The story told by the data in the report and the stories drawn and reported about the report are so different as to leave only the conclusion that the real story is the politics embodied by a pay-gap more than a pay-gap itself. There was a interesting piece in the Chicago Tribune (with a general reputation of being slightly more politically liberal than the late Chairman Mao). In its reporting of the AAUW study, the following "under-reported" facts were mentioned:
-- The report recognizes that women with college degrees tend to go into such fields as education, humanities, and sociology, etc. These career fields typically pay significantly less than the sectors preferred by men; engineering, business, mathematics, and the so-called hard sciences. They are also more likely than men to work for nonprofit groups and local governments, which do not offer the most competitive salaries.
-- As women get older, it was reported that many elect to work less so they can spend time with their children. A decade after graduation, 39% of women are out of the work force or working part time -- compared with only 3% of men. When these mothers return to full-time jobs, it should not be surprising that they earn less than those who did not.
-- Even before they have kids, men and women often do different things that may affect earnings. A year out of college, the report noted women in full-time jobs work an average of 42 hours a week, compared to 45 for men. Far more often than women, men were reported to work +50 hours a week.

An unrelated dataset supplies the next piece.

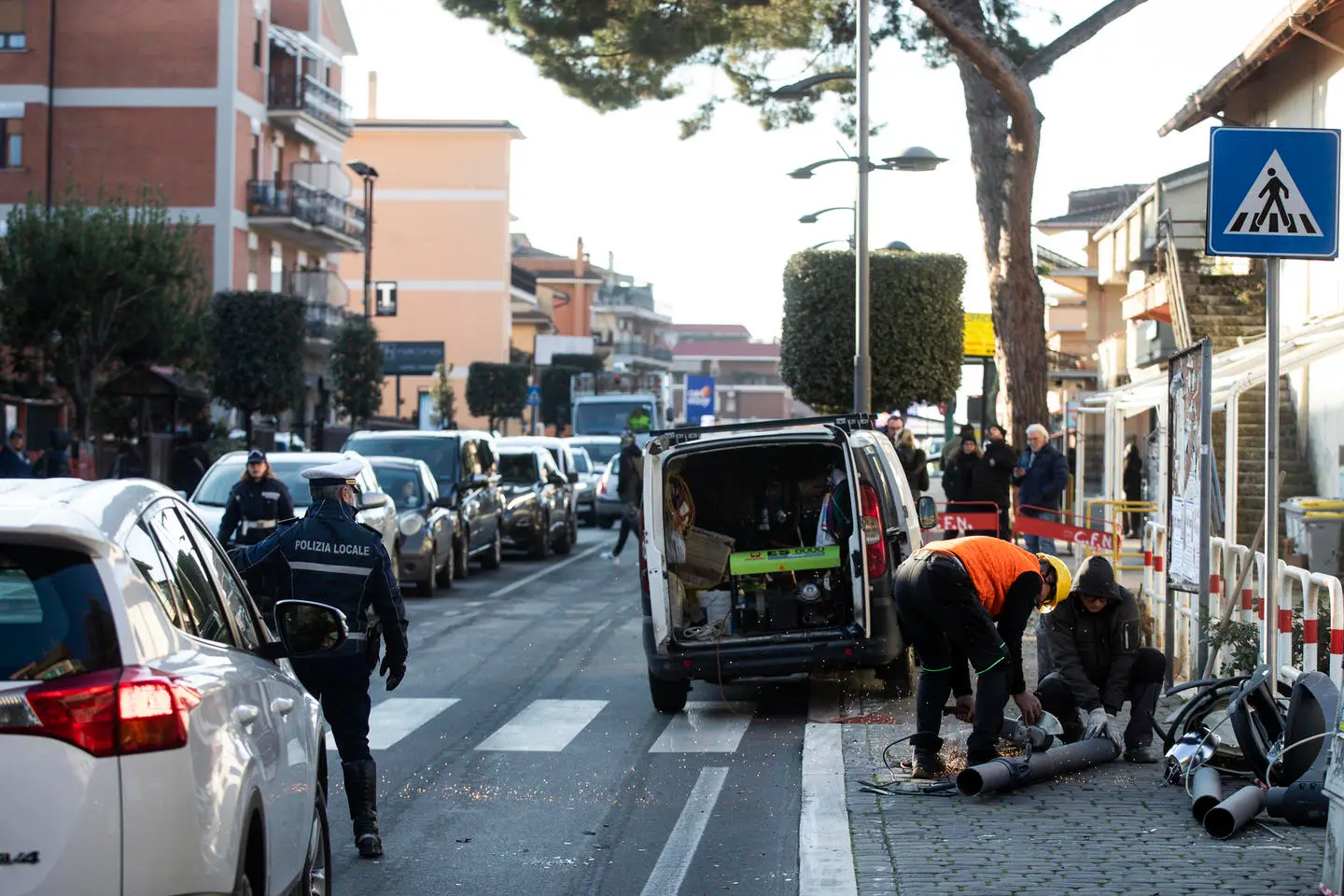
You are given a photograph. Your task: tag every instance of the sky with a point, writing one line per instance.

-- Buried in the report is an incredible admission: "After accounting for ALL factors known to affect wages, about one-quarter of the gap REMAINS UNEXPLAINED and may be attributed to discrimination." [emphasis added]
In other words: wage difference are often due to a comparison between apples & oranges. There IS data showing that engineers make more money than psychologists. There IS data that there are more male engineers than females engineers; and, there ARE more female psychologists than male. The study FOUND NO DATA demonstrating female engineers, with like education & experience, make any less money than male engineers...The study found that there are differences in pay BETWEEN professional fields, but the study DID NOT FIND there to be differences in pay WITHIN professional fields amongst equally qualified employees.
The AAUW report found data to suggest that a woman interrupts her career 60% more often than a man will. Women, in the aggregate, work fewer hours than male employees. In instances where the employees are hourly workers, there OUGHT to be a difference in wages. In instances where the employees are salaried, the extra hours spent working COULD justifiably an existence in salary differences.
On the last point, 75% of the gap had demonstrably innocent causes -- and AAUW researchers, without ANY data or evidence, are make a conjecture that wage discrimination is responsible for ALL of the remaining 25% of UNKNOWN reasons for wage differences.
Given the survey was conducted by the "Association of UNIVERSITY WOMEN in Washington," [emphasis added] I’m sure that the TOTAL absence of ANY evidence of wage discrimination was not caused by a lack of due diligence in seeking economic data to demonstrate its existence.